John Crace and Herbert Hound 

Can an audiobook cure your dog’s fear of fireworks?

An insurance company has released a story that will supposedly help your dog through life's little existential crises, such as fireworks night. What did Herbert Hound make of it?
  
  

Herbert Hound … not pleased to have his nap disturbed.
Herbert Hound … not pleased to have his nap disturbed. Photograph: John Crace Photograph: John Crace

For the record, Herbert Hound's preferred bedtime reading is Ezra Pound. He likes the near homophone.
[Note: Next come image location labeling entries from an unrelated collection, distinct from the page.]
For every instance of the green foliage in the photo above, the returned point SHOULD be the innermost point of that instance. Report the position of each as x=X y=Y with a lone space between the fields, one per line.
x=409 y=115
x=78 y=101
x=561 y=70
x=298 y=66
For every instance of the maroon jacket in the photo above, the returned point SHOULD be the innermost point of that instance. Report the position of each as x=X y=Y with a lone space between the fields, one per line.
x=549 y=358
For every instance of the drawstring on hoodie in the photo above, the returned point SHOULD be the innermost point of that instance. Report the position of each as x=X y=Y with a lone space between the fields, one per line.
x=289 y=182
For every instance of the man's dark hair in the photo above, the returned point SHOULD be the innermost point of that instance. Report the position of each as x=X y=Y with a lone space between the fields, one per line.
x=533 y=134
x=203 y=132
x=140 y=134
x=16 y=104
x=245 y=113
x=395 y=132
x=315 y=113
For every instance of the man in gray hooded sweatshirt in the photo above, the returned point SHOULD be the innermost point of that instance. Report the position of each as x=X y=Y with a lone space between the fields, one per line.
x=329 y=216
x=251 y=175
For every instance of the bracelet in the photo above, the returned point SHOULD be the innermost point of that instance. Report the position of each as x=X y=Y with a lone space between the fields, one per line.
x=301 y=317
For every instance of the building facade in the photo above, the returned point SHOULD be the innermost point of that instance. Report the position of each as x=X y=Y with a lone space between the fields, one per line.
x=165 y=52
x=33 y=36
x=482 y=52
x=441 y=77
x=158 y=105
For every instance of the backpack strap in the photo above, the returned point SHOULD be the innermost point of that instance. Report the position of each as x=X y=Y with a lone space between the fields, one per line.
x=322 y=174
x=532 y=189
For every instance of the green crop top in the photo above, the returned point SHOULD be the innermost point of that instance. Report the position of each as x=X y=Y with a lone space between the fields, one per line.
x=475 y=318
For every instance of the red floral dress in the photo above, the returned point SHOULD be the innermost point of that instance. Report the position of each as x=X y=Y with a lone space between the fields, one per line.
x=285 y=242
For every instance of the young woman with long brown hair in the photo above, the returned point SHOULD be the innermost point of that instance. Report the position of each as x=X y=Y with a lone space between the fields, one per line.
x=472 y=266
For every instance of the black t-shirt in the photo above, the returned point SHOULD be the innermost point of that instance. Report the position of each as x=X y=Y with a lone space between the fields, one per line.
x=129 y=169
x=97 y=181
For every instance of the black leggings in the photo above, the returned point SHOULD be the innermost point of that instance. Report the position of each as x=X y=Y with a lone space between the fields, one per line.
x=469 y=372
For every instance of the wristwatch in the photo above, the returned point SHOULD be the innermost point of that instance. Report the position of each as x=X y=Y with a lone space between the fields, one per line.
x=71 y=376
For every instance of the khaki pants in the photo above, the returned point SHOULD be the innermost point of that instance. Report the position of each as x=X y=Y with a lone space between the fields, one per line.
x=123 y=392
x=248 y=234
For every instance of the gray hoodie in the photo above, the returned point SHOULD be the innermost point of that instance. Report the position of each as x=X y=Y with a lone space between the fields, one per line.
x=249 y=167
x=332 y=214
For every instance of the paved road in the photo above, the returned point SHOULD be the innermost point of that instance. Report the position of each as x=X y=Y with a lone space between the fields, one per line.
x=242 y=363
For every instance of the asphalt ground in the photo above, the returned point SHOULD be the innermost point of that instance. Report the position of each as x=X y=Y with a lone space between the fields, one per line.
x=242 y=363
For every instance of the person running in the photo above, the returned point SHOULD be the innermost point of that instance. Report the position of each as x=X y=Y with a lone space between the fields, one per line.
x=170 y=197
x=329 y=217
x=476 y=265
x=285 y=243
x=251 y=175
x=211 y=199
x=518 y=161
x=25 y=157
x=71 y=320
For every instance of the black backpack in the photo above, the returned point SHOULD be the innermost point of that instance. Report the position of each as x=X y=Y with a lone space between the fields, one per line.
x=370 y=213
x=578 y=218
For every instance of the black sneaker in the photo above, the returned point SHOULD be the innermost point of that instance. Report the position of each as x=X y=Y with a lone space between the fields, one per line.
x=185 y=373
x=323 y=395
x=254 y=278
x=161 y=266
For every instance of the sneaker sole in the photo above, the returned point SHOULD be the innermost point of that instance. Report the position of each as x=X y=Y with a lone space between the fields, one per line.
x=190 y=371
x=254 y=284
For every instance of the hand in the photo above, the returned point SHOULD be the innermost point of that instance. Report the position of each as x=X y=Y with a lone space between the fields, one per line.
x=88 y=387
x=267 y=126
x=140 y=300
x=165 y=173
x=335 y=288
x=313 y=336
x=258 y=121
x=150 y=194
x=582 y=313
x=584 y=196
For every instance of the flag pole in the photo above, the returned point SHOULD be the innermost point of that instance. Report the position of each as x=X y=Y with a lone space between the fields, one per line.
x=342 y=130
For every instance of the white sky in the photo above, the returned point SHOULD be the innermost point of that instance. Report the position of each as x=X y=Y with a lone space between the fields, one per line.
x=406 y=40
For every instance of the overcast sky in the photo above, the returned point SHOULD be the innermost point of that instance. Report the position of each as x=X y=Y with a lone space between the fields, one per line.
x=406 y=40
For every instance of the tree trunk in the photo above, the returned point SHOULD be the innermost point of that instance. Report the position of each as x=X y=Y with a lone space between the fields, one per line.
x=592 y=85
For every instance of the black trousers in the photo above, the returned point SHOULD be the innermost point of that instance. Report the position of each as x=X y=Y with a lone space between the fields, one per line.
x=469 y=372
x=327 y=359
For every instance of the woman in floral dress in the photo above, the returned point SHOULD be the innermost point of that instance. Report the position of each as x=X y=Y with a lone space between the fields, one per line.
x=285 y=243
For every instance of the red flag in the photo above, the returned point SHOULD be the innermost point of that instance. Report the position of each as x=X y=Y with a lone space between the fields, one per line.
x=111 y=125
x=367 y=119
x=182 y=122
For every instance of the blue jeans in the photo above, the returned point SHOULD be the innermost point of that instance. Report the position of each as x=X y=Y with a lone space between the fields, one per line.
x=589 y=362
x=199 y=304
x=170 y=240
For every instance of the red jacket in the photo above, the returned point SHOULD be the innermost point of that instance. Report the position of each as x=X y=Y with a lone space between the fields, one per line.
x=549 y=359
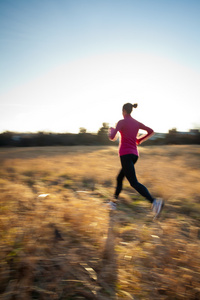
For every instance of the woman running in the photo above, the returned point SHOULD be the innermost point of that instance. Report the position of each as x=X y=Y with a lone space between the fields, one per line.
x=128 y=128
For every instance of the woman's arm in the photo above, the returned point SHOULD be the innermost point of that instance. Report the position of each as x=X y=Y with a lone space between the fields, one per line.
x=145 y=136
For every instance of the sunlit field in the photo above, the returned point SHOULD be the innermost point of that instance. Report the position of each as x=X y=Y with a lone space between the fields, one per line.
x=59 y=239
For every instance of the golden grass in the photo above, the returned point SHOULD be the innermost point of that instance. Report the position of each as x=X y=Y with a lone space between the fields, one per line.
x=66 y=244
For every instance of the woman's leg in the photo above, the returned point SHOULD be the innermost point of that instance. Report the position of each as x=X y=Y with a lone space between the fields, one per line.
x=128 y=162
x=120 y=178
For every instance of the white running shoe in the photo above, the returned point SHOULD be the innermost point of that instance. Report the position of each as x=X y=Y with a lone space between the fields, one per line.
x=157 y=207
x=112 y=205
But then, Herbert Hound is only a year old and wasn't living with us last November, so I've yet to discover if The Pisan Cantos will see him through the terrors of fireworks night.

Thankfully, the insurance company More Than has dobbed Simon Callow some cash to read Teddy & Stanley's Tall Tale, the first ever audiobook for dogs, a story that is, ahem, guaranteed to relax the most doggy through any existential crisis.
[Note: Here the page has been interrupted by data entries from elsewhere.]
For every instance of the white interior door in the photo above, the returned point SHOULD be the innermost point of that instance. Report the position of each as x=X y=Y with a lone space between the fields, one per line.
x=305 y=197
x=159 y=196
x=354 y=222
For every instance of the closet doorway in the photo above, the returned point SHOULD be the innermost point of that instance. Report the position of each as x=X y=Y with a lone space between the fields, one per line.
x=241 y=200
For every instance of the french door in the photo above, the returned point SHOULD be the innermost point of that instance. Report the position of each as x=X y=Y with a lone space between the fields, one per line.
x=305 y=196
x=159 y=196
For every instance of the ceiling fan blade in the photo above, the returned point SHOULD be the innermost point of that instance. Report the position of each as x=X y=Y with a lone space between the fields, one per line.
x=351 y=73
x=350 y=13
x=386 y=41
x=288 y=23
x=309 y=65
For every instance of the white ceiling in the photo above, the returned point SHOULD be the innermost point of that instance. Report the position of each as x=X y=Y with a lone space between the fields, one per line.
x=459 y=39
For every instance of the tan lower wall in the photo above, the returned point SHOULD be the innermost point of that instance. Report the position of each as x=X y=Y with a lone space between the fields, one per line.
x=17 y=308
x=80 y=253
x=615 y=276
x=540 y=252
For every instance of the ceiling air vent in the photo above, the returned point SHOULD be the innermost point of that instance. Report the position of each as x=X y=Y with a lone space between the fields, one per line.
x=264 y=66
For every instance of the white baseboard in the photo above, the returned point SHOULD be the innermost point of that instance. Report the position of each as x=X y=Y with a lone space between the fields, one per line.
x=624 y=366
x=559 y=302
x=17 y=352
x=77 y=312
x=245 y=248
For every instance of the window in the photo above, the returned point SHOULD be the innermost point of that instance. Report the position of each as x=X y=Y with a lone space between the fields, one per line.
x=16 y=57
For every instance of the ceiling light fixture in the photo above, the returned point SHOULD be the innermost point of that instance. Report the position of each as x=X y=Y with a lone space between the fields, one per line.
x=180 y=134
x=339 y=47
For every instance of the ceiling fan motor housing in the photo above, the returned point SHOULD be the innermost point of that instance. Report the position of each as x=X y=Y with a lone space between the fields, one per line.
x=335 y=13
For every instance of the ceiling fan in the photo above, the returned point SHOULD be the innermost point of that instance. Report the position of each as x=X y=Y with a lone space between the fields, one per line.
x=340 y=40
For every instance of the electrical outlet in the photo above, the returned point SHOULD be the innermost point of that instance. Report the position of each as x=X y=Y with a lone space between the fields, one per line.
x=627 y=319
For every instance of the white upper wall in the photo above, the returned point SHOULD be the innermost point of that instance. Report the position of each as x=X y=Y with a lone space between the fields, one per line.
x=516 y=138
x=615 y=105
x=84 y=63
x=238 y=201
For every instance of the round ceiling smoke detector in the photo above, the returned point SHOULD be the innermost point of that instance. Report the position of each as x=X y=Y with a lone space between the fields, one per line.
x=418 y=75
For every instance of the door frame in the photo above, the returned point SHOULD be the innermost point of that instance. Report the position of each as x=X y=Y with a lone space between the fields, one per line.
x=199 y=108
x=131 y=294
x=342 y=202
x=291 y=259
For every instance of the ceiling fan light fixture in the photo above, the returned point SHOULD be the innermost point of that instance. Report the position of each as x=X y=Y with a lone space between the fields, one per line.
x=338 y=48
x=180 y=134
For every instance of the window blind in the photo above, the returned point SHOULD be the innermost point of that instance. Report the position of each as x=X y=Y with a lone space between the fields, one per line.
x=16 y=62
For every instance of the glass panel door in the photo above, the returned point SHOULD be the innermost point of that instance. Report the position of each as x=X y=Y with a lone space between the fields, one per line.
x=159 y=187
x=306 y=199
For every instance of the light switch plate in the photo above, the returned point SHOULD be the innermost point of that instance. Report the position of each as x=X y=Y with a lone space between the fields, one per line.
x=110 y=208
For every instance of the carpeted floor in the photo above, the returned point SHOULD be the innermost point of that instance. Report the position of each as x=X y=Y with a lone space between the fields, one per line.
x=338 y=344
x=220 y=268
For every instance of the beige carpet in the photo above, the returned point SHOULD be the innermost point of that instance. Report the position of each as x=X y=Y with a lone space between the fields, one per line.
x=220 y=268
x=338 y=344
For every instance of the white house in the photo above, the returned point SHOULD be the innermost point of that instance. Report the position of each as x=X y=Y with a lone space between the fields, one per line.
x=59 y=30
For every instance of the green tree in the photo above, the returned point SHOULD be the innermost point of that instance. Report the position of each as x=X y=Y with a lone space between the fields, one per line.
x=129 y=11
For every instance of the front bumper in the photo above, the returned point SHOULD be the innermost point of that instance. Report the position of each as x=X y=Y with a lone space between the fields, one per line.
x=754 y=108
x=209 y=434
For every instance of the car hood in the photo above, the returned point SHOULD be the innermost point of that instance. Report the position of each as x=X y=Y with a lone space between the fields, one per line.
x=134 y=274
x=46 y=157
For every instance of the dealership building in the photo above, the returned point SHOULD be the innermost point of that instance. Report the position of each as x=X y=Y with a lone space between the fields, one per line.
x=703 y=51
Herbert Hound doesn't look best pleased when I wake him up from his lunchtime nap, to make him sit on my lap to watch Callow reading the story on YouTube. But I explain to him that this is important, cutting-edge research and he patiently goes along with Callow's exaggerated rolling Rs; indeed for a minute or so, I could almost believe he's hooked as his eyes barely left the screen. Then, without warning, he got bored, climbed down and wandered off to the back of my study to lay his head on a copy of AP Herbert's The Secret Battle, and resumed his snooze.